Kendinizi sezgiye açmak için önce sezgisel bir deneyim yaşamanızı engelleyen şeylere bakmalısınız. Yolunuzu temizlemek için ortadan kaldırmanız gereken geçmişten veya günümüzde çalışan bloklarınız olabilir. Hangi blokların sizi etkilediğine dair bir envanter tutun ve bunları belirledikten sonra yolunuzdan kaldırmaya ve sezgisel deneyimleri belirlemeye hızlı bir şekilde geçebilirsiniz.
⭐ ⭐ ⭐ ⭐ ⭐
Uzmanlaşmak istenilen konu üzerinde çok uzun zaman düşünülebilir ve fikir geliştirilebilir. Geliştirme süreci içinde olabildiğince kapasite artırılır ve bu kapasitenin maksimum olması da beklenmez çünkü zaman maliyetinin yüksek olduğu durumlarda fırsatlar kaçırılabilir, bu yüzden kapasite yani yeterlilik seviyesi optimum olduğunda eyleme geçilir. İşte bu yeterlilik seviyesinin uygunluğunu nasıl ölçebiliriz? En az çaba ile en çok faydanın elde edildiğinin uygulamada görüldüğü ve bu faydanın devamlılık öngörüsünün oluştuğu an doğru andır. Doğru ana kadar geçmişte yapılan işler, denediğiniz her iş modeli ve girişimleriniz, bu süreçlerde yaşadığınız tüm sorun, engel, problem, hata ve yenilgiler size çok önemli deneyimler kazandırır. Bu sayede alacağınız yeni kararlarda düşünce algoritmanız zamanla mekaniklikten çıkarak sezgilere dönüşür ve deneyimin devamlılığı ve zenginliği sezgileri daha da güçlendirir. Sezgilerle, yaşanan deneyimin varlığı bir nevi ütobik düşünceleri oluşturur bu da yaşanacak deneyimin sonuçlarını olumsuz yönde etkileyebilir. Ancak yaşanan deneyimlerin sürekliliği ve deneyim kalitesi ne kadar iyi olursa derinleşen ve zenginleşen beceriler sayesinde sezgiler bağışıklık kazanarak güçlenir. Böylece yaşanan deneyimlerin zenliği ve kalitesi sayesinde deneyimden yola çıkarak sezgilerin güçlendiğini söyleyebiliriz.

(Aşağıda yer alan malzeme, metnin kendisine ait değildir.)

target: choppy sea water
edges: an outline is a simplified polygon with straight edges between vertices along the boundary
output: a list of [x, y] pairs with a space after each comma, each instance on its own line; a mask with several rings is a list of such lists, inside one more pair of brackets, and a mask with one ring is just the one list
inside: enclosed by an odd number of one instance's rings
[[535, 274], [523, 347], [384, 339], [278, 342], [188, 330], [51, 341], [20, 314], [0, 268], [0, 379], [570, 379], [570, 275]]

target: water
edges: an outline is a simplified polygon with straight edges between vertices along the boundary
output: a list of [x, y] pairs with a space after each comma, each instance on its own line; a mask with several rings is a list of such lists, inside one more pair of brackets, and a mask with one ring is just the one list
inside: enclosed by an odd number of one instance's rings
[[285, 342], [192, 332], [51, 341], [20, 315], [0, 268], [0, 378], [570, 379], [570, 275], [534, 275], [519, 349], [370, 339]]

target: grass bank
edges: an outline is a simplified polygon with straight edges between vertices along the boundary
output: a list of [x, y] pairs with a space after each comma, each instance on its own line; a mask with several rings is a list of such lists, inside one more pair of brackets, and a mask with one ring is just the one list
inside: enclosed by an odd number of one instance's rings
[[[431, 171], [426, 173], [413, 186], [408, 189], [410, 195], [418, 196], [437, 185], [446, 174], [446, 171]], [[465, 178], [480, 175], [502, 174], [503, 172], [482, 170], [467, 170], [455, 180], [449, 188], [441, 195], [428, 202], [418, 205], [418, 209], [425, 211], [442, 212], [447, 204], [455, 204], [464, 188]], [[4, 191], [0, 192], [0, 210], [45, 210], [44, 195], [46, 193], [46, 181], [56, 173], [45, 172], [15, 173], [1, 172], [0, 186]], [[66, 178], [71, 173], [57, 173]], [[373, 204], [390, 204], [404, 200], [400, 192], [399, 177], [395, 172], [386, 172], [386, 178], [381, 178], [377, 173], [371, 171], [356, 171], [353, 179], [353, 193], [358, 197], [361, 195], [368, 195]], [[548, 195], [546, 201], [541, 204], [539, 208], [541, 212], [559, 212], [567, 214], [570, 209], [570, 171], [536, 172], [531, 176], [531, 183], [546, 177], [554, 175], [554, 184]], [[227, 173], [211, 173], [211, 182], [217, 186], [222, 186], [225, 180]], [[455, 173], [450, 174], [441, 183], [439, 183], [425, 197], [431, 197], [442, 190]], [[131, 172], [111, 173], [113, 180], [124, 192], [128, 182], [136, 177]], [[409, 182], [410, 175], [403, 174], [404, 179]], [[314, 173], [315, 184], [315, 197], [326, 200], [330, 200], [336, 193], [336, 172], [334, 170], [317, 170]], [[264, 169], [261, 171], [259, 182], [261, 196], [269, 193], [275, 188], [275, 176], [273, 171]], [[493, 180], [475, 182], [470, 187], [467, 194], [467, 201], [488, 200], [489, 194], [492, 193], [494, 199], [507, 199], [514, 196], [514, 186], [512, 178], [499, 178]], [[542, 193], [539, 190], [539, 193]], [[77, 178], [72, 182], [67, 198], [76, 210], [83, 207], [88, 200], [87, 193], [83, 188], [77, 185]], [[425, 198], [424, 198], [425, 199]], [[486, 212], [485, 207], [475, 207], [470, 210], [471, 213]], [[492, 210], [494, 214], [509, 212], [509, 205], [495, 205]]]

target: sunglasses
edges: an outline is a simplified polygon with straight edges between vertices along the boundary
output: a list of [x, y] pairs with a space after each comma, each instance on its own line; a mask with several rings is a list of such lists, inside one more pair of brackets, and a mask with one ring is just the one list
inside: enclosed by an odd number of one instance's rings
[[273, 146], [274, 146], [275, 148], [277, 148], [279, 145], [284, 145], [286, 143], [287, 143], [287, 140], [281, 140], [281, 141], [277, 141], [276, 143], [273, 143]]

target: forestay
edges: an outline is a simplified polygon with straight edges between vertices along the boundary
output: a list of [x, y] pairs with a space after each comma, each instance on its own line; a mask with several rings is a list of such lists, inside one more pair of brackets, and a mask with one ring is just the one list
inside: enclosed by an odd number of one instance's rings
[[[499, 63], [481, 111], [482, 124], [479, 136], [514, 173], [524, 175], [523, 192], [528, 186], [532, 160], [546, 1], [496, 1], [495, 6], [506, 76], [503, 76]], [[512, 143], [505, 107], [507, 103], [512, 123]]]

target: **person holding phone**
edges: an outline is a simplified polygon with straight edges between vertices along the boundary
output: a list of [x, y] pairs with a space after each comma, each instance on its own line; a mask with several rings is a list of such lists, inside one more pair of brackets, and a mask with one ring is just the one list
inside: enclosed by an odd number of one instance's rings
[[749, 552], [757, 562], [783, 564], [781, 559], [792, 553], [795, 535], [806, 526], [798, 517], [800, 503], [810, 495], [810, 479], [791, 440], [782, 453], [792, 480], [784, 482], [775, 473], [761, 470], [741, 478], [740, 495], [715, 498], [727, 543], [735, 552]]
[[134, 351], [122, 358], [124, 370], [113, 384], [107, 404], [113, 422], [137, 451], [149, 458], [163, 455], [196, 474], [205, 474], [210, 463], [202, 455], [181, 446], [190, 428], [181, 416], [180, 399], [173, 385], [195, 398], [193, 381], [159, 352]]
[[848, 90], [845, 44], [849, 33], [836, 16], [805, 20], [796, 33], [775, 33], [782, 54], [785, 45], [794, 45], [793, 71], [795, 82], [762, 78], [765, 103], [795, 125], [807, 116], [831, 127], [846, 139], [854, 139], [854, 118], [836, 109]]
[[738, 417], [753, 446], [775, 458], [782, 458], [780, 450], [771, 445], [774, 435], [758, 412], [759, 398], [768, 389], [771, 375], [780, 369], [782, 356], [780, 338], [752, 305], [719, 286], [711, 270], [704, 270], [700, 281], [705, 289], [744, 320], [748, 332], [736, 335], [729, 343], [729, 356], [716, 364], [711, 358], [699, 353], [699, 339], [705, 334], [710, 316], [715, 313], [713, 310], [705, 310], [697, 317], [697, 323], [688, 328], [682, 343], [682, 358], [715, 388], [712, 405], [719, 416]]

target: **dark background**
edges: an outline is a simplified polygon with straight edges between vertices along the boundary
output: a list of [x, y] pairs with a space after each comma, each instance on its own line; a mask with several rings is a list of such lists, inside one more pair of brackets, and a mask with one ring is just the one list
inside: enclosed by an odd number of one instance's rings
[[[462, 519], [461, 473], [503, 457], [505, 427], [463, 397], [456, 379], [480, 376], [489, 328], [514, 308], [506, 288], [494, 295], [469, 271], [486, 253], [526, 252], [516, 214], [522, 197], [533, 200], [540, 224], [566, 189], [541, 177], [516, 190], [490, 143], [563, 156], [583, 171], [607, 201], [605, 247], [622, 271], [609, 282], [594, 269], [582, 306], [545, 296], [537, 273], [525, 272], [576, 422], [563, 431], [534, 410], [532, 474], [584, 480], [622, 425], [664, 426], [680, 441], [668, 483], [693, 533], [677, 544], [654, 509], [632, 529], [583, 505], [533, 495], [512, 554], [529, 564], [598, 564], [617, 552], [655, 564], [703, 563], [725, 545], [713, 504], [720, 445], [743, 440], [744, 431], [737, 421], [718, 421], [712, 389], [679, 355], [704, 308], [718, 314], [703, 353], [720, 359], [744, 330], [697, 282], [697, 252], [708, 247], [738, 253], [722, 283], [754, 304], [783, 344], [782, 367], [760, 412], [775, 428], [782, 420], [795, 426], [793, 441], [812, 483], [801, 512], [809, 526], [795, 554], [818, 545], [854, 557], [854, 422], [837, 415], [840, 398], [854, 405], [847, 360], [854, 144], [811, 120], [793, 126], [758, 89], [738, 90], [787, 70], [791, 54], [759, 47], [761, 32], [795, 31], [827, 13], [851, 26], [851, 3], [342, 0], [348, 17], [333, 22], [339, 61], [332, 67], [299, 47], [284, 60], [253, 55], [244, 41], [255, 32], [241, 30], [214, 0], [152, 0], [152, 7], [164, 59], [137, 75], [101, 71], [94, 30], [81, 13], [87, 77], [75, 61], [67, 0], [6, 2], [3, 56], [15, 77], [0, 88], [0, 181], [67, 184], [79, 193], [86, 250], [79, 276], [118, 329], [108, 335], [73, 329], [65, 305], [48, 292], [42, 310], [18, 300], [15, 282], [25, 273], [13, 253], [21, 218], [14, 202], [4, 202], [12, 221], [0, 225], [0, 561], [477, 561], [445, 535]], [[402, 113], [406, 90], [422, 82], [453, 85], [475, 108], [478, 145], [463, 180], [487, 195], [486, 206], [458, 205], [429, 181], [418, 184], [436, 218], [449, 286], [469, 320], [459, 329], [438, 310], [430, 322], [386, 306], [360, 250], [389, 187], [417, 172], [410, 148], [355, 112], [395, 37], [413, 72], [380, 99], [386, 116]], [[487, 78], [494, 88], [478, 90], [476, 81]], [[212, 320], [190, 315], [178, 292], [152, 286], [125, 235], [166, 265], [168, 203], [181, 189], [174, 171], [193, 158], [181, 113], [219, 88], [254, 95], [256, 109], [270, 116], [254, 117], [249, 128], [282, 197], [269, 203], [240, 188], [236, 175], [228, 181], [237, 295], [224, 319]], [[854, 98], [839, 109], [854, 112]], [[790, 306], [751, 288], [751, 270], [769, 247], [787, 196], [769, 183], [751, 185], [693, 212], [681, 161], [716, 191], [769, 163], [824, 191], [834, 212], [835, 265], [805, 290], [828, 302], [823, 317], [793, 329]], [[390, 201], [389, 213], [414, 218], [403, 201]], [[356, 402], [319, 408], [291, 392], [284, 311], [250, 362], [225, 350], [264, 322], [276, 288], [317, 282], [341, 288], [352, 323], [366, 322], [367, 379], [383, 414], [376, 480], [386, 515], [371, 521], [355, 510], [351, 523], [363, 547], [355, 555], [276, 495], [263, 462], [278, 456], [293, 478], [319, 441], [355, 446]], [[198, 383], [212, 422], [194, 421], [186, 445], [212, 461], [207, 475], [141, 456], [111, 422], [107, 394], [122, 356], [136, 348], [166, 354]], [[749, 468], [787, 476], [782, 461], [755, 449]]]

Karar kalitesini iyileştiren, kararların doğru ve güçlü şekilde yönetilmesini sağlayan önemli bir beceridir Deneyimsel Sezgi. Sezgisel Deneyim ile Deneyimsel Sezgi farklı yaklaşımlardır. Biri sezgilerden yola çıkarak güçlü deneyimler yaşamımızı sağlar, diğeri de deneyimlerimizden yola çıkarak güçlü sezgilerle doğru kararlar almamızı kolaylaştırır. Ancak her iki yaklaşım ve beceri de Sezgi-Deneyim döngüsü oluşturur.